A strength of the study is that it represents the views of a wide range of HCPs, including pharmacists, working in diverse community healthcare services and geographic locations. However, the study location in two adjacent English counties means that the findings may not be typical of other settings. It is also important to note that 17/40 participants were considered to be specialists in palliative care and 4/40 condition specific specialists.

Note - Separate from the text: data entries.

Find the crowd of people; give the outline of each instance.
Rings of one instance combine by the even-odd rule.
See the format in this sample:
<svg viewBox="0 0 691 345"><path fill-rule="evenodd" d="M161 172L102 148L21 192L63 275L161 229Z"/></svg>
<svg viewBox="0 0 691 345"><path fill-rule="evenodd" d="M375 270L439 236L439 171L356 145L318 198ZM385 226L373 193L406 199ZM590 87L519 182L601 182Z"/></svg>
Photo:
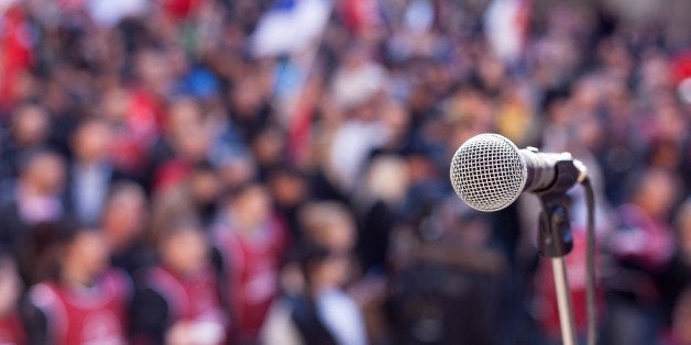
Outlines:
<svg viewBox="0 0 691 345"><path fill-rule="evenodd" d="M504 54L487 9L512 0L325 2L267 55L273 1L0 1L0 343L556 344L536 200L479 213L449 182L494 132L588 167L602 344L691 344L673 21L515 1Z"/></svg>

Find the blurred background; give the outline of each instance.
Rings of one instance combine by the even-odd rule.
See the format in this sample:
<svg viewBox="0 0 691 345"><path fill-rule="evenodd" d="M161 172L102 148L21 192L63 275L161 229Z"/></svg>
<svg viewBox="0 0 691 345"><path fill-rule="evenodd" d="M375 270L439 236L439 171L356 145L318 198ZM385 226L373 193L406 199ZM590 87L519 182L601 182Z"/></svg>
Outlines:
<svg viewBox="0 0 691 345"><path fill-rule="evenodd" d="M531 196L596 189L601 344L691 344L691 2L0 0L0 343L559 344ZM567 257L584 335L585 212Z"/></svg>

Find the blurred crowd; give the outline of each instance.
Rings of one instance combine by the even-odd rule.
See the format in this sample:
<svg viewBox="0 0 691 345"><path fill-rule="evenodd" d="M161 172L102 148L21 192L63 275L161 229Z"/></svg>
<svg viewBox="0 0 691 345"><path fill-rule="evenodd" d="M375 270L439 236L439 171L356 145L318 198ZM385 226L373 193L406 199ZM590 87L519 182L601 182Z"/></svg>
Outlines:
<svg viewBox="0 0 691 345"><path fill-rule="evenodd" d="M339 0L306 47L257 54L299 2L0 1L0 343L556 344L534 197L479 213L449 182L495 132L588 166L601 343L691 344L674 13ZM506 53L487 9L512 2Z"/></svg>

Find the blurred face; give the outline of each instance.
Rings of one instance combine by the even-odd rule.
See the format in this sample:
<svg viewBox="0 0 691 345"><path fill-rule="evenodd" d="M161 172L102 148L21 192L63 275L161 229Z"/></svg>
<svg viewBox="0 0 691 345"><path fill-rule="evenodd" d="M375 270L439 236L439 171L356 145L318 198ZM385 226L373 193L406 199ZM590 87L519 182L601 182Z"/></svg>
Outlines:
<svg viewBox="0 0 691 345"><path fill-rule="evenodd" d="M636 202L650 215L665 218L677 197L674 181L669 174L657 170L647 174L641 181Z"/></svg>
<svg viewBox="0 0 691 345"><path fill-rule="evenodd" d="M28 105L14 114L13 137L20 145L36 145L47 135L48 115L37 105Z"/></svg>
<svg viewBox="0 0 691 345"><path fill-rule="evenodd" d="M111 248L138 238L146 223L146 201L139 190L123 190L112 197L103 214L103 231Z"/></svg>
<svg viewBox="0 0 691 345"><path fill-rule="evenodd" d="M28 169L25 181L40 193L57 193L65 183L65 163L58 155L35 157Z"/></svg>
<svg viewBox="0 0 691 345"><path fill-rule="evenodd" d="M110 126L103 122L90 122L76 133L75 154L87 163L106 159L110 154L113 135Z"/></svg>
<svg viewBox="0 0 691 345"><path fill-rule="evenodd" d="M189 187L197 201L212 203L219 196L221 183L215 171L197 170L193 172Z"/></svg>
<svg viewBox="0 0 691 345"><path fill-rule="evenodd" d="M340 288L350 277L350 257L346 254L331 254L314 267L314 282L322 289Z"/></svg>
<svg viewBox="0 0 691 345"><path fill-rule="evenodd" d="M349 222L336 222L325 229L321 238L330 251L346 253L355 245L355 231Z"/></svg>
<svg viewBox="0 0 691 345"><path fill-rule="evenodd" d="M63 268L94 278L108 267L108 246L98 231L81 231L67 246Z"/></svg>
<svg viewBox="0 0 691 345"><path fill-rule="evenodd" d="M189 275L206 266L208 244L200 230L183 229L163 240L161 254L168 268Z"/></svg>
<svg viewBox="0 0 691 345"><path fill-rule="evenodd" d="M261 186L253 186L238 196L232 203L232 216L245 230L260 226L271 214L271 200Z"/></svg>

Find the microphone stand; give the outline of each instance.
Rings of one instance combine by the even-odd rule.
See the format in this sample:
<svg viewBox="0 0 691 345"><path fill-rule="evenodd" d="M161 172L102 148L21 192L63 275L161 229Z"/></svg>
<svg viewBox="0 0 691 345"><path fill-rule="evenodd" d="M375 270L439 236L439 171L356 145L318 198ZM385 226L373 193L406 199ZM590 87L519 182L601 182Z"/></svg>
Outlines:
<svg viewBox="0 0 691 345"><path fill-rule="evenodd" d="M573 248L566 192L583 178L583 170L579 169L580 163L574 159L558 162L556 167L557 180L547 189L536 191L542 208L539 215L538 249L541 256L551 258L561 338L564 345L575 345L573 305L563 260Z"/></svg>

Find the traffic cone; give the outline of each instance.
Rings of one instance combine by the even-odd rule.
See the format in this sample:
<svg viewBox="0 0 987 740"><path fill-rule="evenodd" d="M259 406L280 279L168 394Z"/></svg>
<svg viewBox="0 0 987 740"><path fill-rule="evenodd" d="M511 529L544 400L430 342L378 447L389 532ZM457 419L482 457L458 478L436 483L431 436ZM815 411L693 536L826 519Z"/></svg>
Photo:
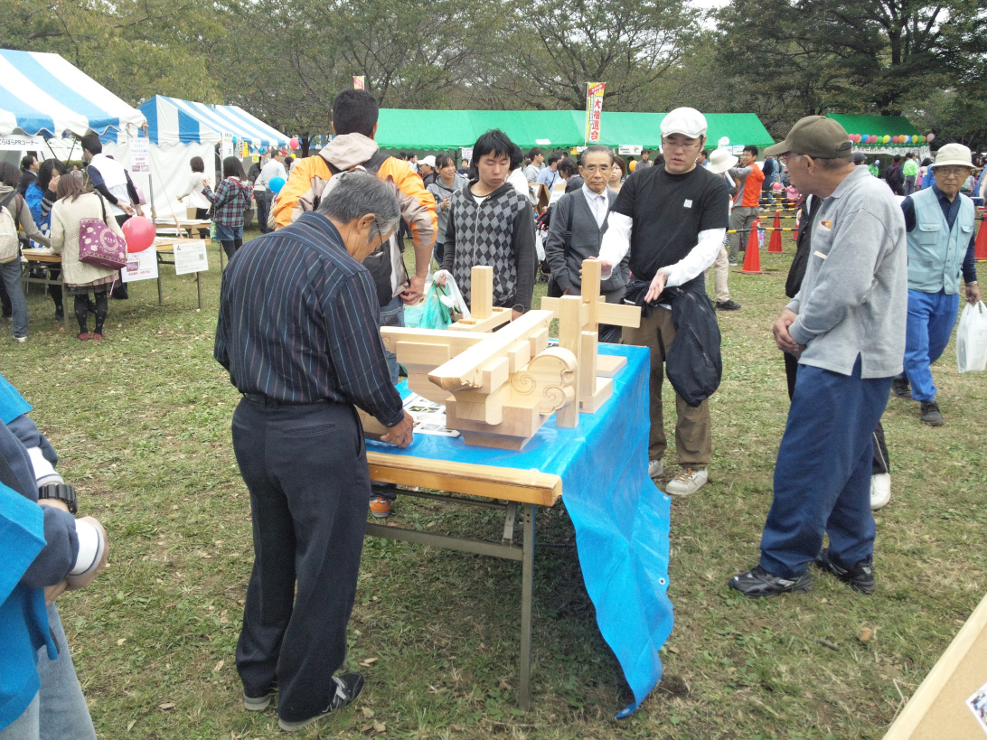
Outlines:
<svg viewBox="0 0 987 740"><path fill-rule="evenodd" d="M977 232L977 241L973 245L973 258L981 262L987 260L987 215L980 217L980 231Z"/></svg>
<svg viewBox="0 0 987 740"><path fill-rule="evenodd" d="M744 253L743 266L740 271L745 275L760 275L764 273L761 269L761 250L758 249L757 232L761 228L761 219L755 219L750 227L750 236L747 237L747 252Z"/></svg>
<svg viewBox="0 0 987 740"><path fill-rule="evenodd" d="M771 241L768 243L768 252L782 253L782 212L775 211L774 231L771 232Z"/></svg>

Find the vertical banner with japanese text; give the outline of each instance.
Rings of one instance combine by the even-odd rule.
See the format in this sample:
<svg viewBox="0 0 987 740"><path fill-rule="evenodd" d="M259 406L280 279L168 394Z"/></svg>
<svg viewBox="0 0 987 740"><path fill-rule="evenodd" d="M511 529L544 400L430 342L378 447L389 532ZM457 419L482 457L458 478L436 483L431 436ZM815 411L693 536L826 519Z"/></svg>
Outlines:
<svg viewBox="0 0 987 740"><path fill-rule="evenodd" d="M600 116L603 113L603 89L605 82L586 83L586 143L600 140Z"/></svg>

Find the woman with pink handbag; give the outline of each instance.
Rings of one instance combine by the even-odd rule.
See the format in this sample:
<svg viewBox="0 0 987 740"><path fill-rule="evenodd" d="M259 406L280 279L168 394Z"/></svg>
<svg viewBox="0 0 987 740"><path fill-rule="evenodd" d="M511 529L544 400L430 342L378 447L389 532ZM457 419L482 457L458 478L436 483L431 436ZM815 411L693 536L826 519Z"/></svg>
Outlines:
<svg viewBox="0 0 987 740"><path fill-rule="evenodd" d="M75 178L58 181L58 201L51 207L51 251L62 256L62 276L65 288L75 296L75 319L79 322L79 338L102 339L103 326L109 310L108 291L119 279L117 270L87 264L79 260L80 221L99 220L114 234L123 239L116 219L106 216L107 203L97 192L84 192ZM96 330L89 333L89 294L96 298Z"/></svg>

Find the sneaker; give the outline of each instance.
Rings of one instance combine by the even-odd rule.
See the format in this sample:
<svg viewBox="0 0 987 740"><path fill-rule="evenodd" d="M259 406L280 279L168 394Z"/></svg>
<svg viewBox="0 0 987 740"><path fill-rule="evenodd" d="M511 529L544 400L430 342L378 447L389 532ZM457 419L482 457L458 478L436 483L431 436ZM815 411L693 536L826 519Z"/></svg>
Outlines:
<svg viewBox="0 0 987 740"><path fill-rule="evenodd" d="M912 386L908 378L893 378L891 380L891 395L896 399L912 401Z"/></svg>
<svg viewBox="0 0 987 740"><path fill-rule="evenodd" d="M826 570L855 591L862 594L873 593L873 565L871 559L861 560L852 568L842 568L829 558L829 548L823 548L815 558L815 564Z"/></svg>
<svg viewBox="0 0 987 740"><path fill-rule="evenodd" d="M370 499L370 513L378 519L385 519L391 516L391 501L384 496L377 496Z"/></svg>
<svg viewBox="0 0 987 740"><path fill-rule="evenodd" d="M943 425L943 412L939 410L939 404L935 401L922 402L922 423L929 426Z"/></svg>
<svg viewBox="0 0 987 740"><path fill-rule="evenodd" d="M297 732L302 727L322 719L330 712L342 709L346 704L351 703L354 699L360 696L360 692L363 691L363 677L358 673L344 673L342 676L333 676L333 681L336 682L336 694L329 700L329 704L325 709L314 717L302 719L297 722L278 719L277 726L285 732Z"/></svg>
<svg viewBox="0 0 987 740"><path fill-rule="evenodd" d="M780 578L769 573L760 565L755 565L750 570L745 570L730 578L729 587L751 599L759 599L762 596L808 591L812 588L812 575L802 573L795 579Z"/></svg>
<svg viewBox="0 0 987 740"><path fill-rule="evenodd" d="M688 496L706 485L706 481L709 480L710 471L707 468L701 471L694 471L692 468L683 468L665 485L665 493L670 496Z"/></svg>
<svg viewBox="0 0 987 740"><path fill-rule="evenodd" d="M270 706L270 701L274 698L274 692L268 691L261 697L252 697L244 691L244 708L247 711L264 711Z"/></svg>
<svg viewBox="0 0 987 740"><path fill-rule="evenodd" d="M887 506L891 500L891 476L888 473L877 473L871 476L871 511Z"/></svg>

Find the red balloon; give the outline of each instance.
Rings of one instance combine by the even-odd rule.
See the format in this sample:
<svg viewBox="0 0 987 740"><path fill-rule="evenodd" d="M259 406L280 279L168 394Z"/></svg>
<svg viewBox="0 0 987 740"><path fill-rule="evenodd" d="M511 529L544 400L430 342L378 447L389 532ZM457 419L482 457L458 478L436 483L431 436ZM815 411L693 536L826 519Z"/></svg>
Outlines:
<svg viewBox="0 0 987 740"><path fill-rule="evenodd" d="M130 254L143 252L154 244L154 222L143 216L133 216L120 227L126 240L126 251Z"/></svg>

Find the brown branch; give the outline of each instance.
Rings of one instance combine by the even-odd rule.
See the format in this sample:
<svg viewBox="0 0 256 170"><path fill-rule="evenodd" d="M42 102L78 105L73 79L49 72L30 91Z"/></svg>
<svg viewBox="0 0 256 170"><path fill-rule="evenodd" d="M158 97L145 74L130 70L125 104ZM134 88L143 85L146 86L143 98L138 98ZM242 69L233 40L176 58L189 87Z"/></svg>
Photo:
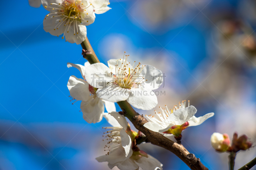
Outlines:
<svg viewBox="0 0 256 170"><path fill-rule="evenodd" d="M256 157L238 170L248 170L256 165Z"/></svg>
<svg viewBox="0 0 256 170"><path fill-rule="evenodd" d="M84 57L91 64L100 62L87 38L81 45L84 50L83 50ZM200 161L200 159L196 158L194 154L189 153L182 145L178 144L159 133L153 132L143 126L143 125L148 122L147 119L143 115L140 115L136 112L127 101L119 101L117 103L123 111L122 114L132 122L136 129L146 136L147 142L150 142L153 144L162 147L172 152L191 169L208 169Z"/></svg>
<svg viewBox="0 0 256 170"><path fill-rule="evenodd" d="M230 152L229 156L228 156L229 159L229 170L234 170L235 167L235 159L236 159L236 153L235 152Z"/></svg>

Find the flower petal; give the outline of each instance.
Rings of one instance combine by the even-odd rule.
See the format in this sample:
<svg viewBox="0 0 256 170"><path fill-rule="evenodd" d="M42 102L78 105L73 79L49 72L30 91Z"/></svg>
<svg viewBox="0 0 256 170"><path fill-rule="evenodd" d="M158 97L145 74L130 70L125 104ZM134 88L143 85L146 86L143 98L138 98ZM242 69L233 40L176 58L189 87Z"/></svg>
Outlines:
<svg viewBox="0 0 256 170"><path fill-rule="evenodd" d="M84 78L84 70L85 70L85 67L81 64L73 64L71 63L68 63L67 64L67 66L68 68L71 67L73 67L75 68L76 68L80 71L82 77Z"/></svg>
<svg viewBox="0 0 256 170"><path fill-rule="evenodd" d="M112 9L111 8L108 6L106 6L105 7L102 7L100 9L97 9L95 10L94 12L96 14L101 14L105 13L109 10Z"/></svg>
<svg viewBox="0 0 256 170"><path fill-rule="evenodd" d="M160 130L165 129L159 126L158 124L152 123L152 122L147 122L144 124L144 125L143 126L149 130L151 130L154 132L159 132ZM167 129L169 129L169 128L168 128Z"/></svg>
<svg viewBox="0 0 256 170"><path fill-rule="evenodd" d="M99 89L96 95L105 100L118 102L125 100L129 97L130 90L118 87L113 83L109 83L103 89Z"/></svg>
<svg viewBox="0 0 256 170"><path fill-rule="evenodd" d="M122 162L128 159L128 157L125 157L124 149L121 145L118 148L109 152L108 155L96 158L96 160L100 162L108 162L112 164L115 164L119 162Z"/></svg>
<svg viewBox="0 0 256 170"><path fill-rule="evenodd" d="M125 157L129 158L132 154L132 139L123 129L120 131L120 136L122 140L122 146L124 148L124 151L125 151Z"/></svg>
<svg viewBox="0 0 256 170"><path fill-rule="evenodd" d="M53 11L53 8L56 8L59 6L59 5L51 5L51 3L59 4L63 3L63 1L61 0L42 0L42 3L44 8L49 12ZM48 7L46 7L45 6Z"/></svg>
<svg viewBox="0 0 256 170"><path fill-rule="evenodd" d="M106 12L111 8L108 6L109 0L90 0L93 6L95 13L100 14Z"/></svg>
<svg viewBox="0 0 256 170"><path fill-rule="evenodd" d="M156 106L157 98L151 89L140 86L138 88L132 88L127 101L134 107L148 110Z"/></svg>
<svg viewBox="0 0 256 170"><path fill-rule="evenodd" d="M104 113L104 105L99 98L91 100L89 102L82 101L80 107L83 117L89 123L100 122Z"/></svg>
<svg viewBox="0 0 256 170"><path fill-rule="evenodd" d="M196 113L196 109L193 106L178 109L168 117L167 120L173 125L181 125L188 121Z"/></svg>
<svg viewBox="0 0 256 170"><path fill-rule="evenodd" d="M78 100L87 101L91 93L89 91L89 84L81 78L75 76L69 77L67 86L70 95Z"/></svg>
<svg viewBox="0 0 256 170"><path fill-rule="evenodd" d="M106 82L112 80L111 70L103 63L95 63L85 68L84 76L90 85L96 88L103 88Z"/></svg>
<svg viewBox="0 0 256 170"><path fill-rule="evenodd" d="M108 113L111 113L112 112L116 112L116 106L115 105L115 103L108 101L102 99L102 101L105 105L105 107L106 108L107 111Z"/></svg>
<svg viewBox="0 0 256 170"><path fill-rule="evenodd" d="M131 169L136 170L140 168L133 159L128 159L123 161L120 161L114 164L109 163L108 164L108 167L112 169L115 166L118 167L120 170L131 170Z"/></svg>
<svg viewBox="0 0 256 170"><path fill-rule="evenodd" d="M123 128L125 130L126 129L128 126L128 123L124 116L121 115L119 113L116 112L112 112L110 113L110 115L113 116L117 121L120 125L123 127Z"/></svg>
<svg viewBox="0 0 256 170"><path fill-rule="evenodd" d="M146 65L140 75L147 80L141 84L151 90L158 88L163 83L163 73L153 66Z"/></svg>
<svg viewBox="0 0 256 170"><path fill-rule="evenodd" d="M111 116L110 114L108 113L104 113L103 116L107 121L113 127L119 127L120 126L120 124L118 122L113 116Z"/></svg>
<svg viewBox="0 0 256 170"><path fill-rule="evenodd" d="M81 18L82 22L82 24L85 26L89 26L93 23L94 22L95 18L93 7L92 5L88 4L87 2L87 1L82 1L81 2L83 3L83 4L80 4L80 6L81 8L87 7L86 11L83 10L80 11L80 13L81 17Z"/></svg>
<svg viewBox="0 0 256 170"><path fill-rule="evenodd" d="M74 29L74 25L75 30ZM69 42L72 43L76 43L76 44L78 45L82 43L85 39L87 34L86 26L82 25L79 21L74 20L74 22L70 23L70 24L63 26L64 27L63 28L64 30L63 33L65 32L65 39ZM70 27L70 28L68 33L68 27L66 28L66 27L69 26Z"/></svg>
<svg viewBox="0 0 256 170"><path fill-rule="evenodd" d="M123 59L122 59L121 60L120 59L118 59L117 60L111 59L108 61L108 67L110 69L111 71L113 73L113 74L116 74L116 66L117 64L118 65L118 67L120 67L121 66L121 64L122 64L122 62ZM127 66L131 69L132 66L129 64L129 63L128 62L126 62L126 64L128 64L128 65L127 65ZM119 67L118 67L118 68L119 68Z"/></svg>
<svg viewBox="0 0 256 170"><path fill-rule="evenodd" d="M57 24L60 23L60 21L61 21L62 20L62 18L56 17L52 18L51 19L50 19L51 16L47 17L47 15L46 15L44 17L45 19L44 20L43 22L44 29L45 32L49 33L51 35L54 36L60 35L63 34L65 31L65 30L63 30L63 24L56 26Z"/></svg>
<svg viewBox="0 0 256 170"><path fill-rule="evenodd" d="M196 117L195 116L193 116L188 121L189 124L189 126L193 126L199 125L208 118L213 116L213 115L214 115L214 113L211 113L198 117Z"/></svg>
<svg viewBox="0 0 256 170"><path fill-rule="evenodd" d="M135 160L135 162L143 170L163 169L163 164L157 159L148 154L148 158L142 156L139 159Z"/></svg>

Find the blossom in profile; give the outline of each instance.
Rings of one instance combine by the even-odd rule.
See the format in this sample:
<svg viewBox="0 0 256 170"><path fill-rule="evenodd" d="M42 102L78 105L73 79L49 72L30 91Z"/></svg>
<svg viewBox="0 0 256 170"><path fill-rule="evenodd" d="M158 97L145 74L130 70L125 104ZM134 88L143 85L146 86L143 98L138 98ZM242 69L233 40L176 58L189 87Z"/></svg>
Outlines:
<svg viewBox="0 0 256 170"><path fill-rule="evenodd" d="M28 0L29 5L34 8L39 8L42 4L41 0Z"/></svg>
<svg viewBox="0 0 256 170"><path fill-rule="evenodd" d="M214 133L211 137L211 144L219 152L225 152L229 147L230 141L228 135L225 133Z"/></svg>
<svg viewBox="0 0 256 170"><path fill-rule="evenodd" d="M152 90L162 83L162 72L140 63L132 65L127 61L129 55L125 54L122 59L108 61L108 67L99 63L86 67L85 78L90 85L99 88L96 94L100 98L112 102L127 100L137 108L152 109L157 104Z"/></svg>
<svg viewBox="0 0 256 170"><path fill-rule="evenodd" d="M229 152L237 152L240 150L245 151L252 147L252 143L245 135L243 135L238 137L237 132L233 135L232 144L228 150Z"/></svg>
<svg viewBox="0 0 256 170"><path fill-rule="evenodd" d="M50 12L44 20L44 29L55 36L63 34L66 41L81 44L86 36L86 26L95 19L93 7L85 0L42 0L44 8Z"/></svg>
<svg viewBox="0 0 256 170"><path fill-rule="evenodd" d="M148 122L143 126L155 132L172 134L178 137L188 127L199 125L214 115L211 113L196 117L194 115L196 109L193 106L189 106L189 100L188 103L186 107L186 100L183 101L178 106L174 106L172 109L169 109L166 105L166 108L159 107L161 112L157 113L155 110L153 115L146 115Z"/></svg>
<svg viewBox="0 0 256 170"><path fill-rule="evenodd" d="M111 9L108 6L110 4L109 0L90 0L89 1L92 5L95 14L102 14Z"/></svg>
<svg viewBox="0 0 256 170"><path fill-rule="evenodd" d="M73 99L82 100L80 108L84 119L88 123L95 123L101 121L103 116L107 120L110 119L108 117L110 116L108 113L116 111L116 107L114 103L105 101L95 95L97 89L84 79L85 67L90 64L88 62L84 63L84 66L68 63L68 67L77 69L84 79L72 76L69 78L67 86ZM104 113L104 105L108 113Z"/></svg>
<svg viewBox="0 0 256 170"><path fill-rule="evenodd" d="M103 141L108 141L105 146L105 155L96 158L99 162L108 162L109 168L116 166L121 170L162 169L163 165L157 159L137 146L135 137L137 132L131 130L125 117L118 112L110 114L115 119L109 122L115 127L103 128L109 129L103 135Z"/></svg>

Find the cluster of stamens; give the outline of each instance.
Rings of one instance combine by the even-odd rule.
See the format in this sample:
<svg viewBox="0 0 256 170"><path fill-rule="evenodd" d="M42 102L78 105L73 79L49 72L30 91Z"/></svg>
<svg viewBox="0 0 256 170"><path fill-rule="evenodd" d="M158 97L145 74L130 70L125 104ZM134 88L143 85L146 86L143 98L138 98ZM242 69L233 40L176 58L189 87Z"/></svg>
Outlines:
<svg viewBox="0 0 256 170"><path fill-rule="evenodd" d="M121 137L120 136L120 131L122 129L122 127L105 127L102 129L111 129L104 132L102 136L106 138L103 139L108 141L108 144L104 147L104 151L108 151L106 155L108 155L109 152L114 149L118 148L121 144Z"/></svg>
<svg viewBox="0 0 256 170"><path fill-rule="evenodd" d="M188 101L188 107L189 106L189 100ZM185 108L186 107L186 100L183 100L181 103L179 102L179 105L176 105L173 106L172 109L169 109L167 107L166 105L165 105L166 109L165 108L162 108L160 106L159 108L161 110L162 112L157 112L156 110L155 110L155 114L153 115L145 115L147 119L150 122L153 123L159 124L162 125L163 127L166 127L166 125L169 125L169 122L167 121L168 117L173 112L177 110L182 108Z"/></svg>
<svg viewBox="0 0 256 170"><path fill-rule="evenodd" d="M115 65L116 74L113 75L112 72L111 74L113 78L114 83L122 88L131 89L133 86L148 81L148 80L144 80L145 78L140 75L145 65L142 65L142 67L140 68L140 63L139 63L139 64L134 68L133 66L136 62L134 61L132 67L129 67L128 64L130 63L127 63L127 59L130 55L125 55L125 51L121 65L118 66L118 60L121 60L121 59L119 59L116 61L116 64ZM138 82L136 82L137 79L141 80Z"/></svg>
<svg viewBox="0 0 256 170"><path fill-rule="evenodd" d="M56 30L55 29L58 29L59 27L62 24L64 26L68 26L65 29L64 34L62 37L63 39L64 38L65 33L66 32L68 33L71 29L74 29L74 35L76 35L76 34L78 34L78 30L77 21L79 22L80 23L88 22L88 21L84 20L83 16L85 15L88 15L88 13L85 13L85 11L86 11L86 9L92 5L92 4L90 4L88 6L83 8L81 6L81 5L83 5L84 4L81 2L81 0L61 0L63 2L62 3L59 3L58 4L53 3L51 4L52 5L55 5L55 6L57 5L57 6L56 7L45 6L45 8L52 8L54 11L46 15L47 17L50 16L52 17L51 18L50 17L49 18L45 18L44 19L52 19L54 17L61 18L61 19L59 21L59 23L56 25L54 30ZM70 26L73 22L74 28L71 28ZM76 32L76 30L77 30Z"/></svg>

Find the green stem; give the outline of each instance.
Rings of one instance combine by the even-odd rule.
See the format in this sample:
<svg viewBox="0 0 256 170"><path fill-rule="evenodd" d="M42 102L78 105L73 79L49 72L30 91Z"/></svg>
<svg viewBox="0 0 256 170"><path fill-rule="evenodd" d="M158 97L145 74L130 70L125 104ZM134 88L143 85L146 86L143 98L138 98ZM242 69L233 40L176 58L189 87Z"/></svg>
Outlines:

As such, we would expect them to manage a more complex caseload and be able to implement a wider range of ways to support patients in managing their medications. We recognise that as self-selected participants, they are likely to have an interest and specialist expertise in the management of medications. Interviews may involve accounts in which respondents are likely to be motivated to give a good account of their practice. We are unable to know how this compares with what they actually do in practice. However, data from patients and FCGs in other parts of the study suggest that proactivity by HCPs is far from routine and especially in the last weeks and days of life when families are confronted with real anxieties about the management of medications.

Conclusions

If we move the discourse forward from one of compliance and adherence and recognise the reasonable, and often practical, difficulties patients and FCG face when managing medications we can look at ways in which HCPs can help them to overcome these issues. Medication reviews, reduction of problematic polypharmacy and the use of dose administration aids such as dosette boxes are some of the established ways in which HCPs can support patients and families in medicines management at the end of life. However, there may be times when HCPs need to ‘think outside the box’ in order to identify and support patients to safely, effectively and independently manage their medications.